Damien was staring at me. His face wasn't filled with recognition. It was filled with revulsion.

He covered his mouth. "Jesus, Ali. Cover that up. I'm trying to eat."

He didn't know. He looked at the scars *he* caused, the scars that saved his life, and he wanted to vomit.

Cecil sneered, looking down at me like I was a cockroach. "Damaged goods. No wonder you hide in the attic. Who would want to touch *that*?"

A sound bubbled up in my throat. I thought it was a sob.

It was a laugh.

I laughed, wild and manic. I stood up, shaking.

"Does it repulse you, Damien?" I asked, stepping toward him. "Does it make you sick?"

He held up a hand, shielding his eyes. "Get away from me. You're a freak."

Keith, the security guard by the door, took a step forward. Keith was a low-level soldier, but he had kind eyes. He had been there the night of the accident. He suspected.

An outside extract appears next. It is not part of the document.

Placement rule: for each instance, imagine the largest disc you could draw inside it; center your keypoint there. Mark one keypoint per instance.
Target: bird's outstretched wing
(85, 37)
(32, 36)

"Mr. Crawford," Keith said, his voice trembling. "Those scars... she got them when-"

"Silence!" I snapped. I wouldn't let him tell them. They didn't deserve to know. Not yet.

Damien looked from me to Keith. His eyes narrowed.

"You're sleeping with the guard?" Damien accused, his jealousy flaring up despite his disgust. "Is that it? You let the help touch your freak skin?"

"You're insane," I whispered.

"You're fired," Damien barked at Keith. "Get out. And you-" He pointed at me. "Go to your room. You don't leave until I decide what to do with you."

"I am leaving," I said.

"No," Damien smiled, cruel and cold. "You aren't."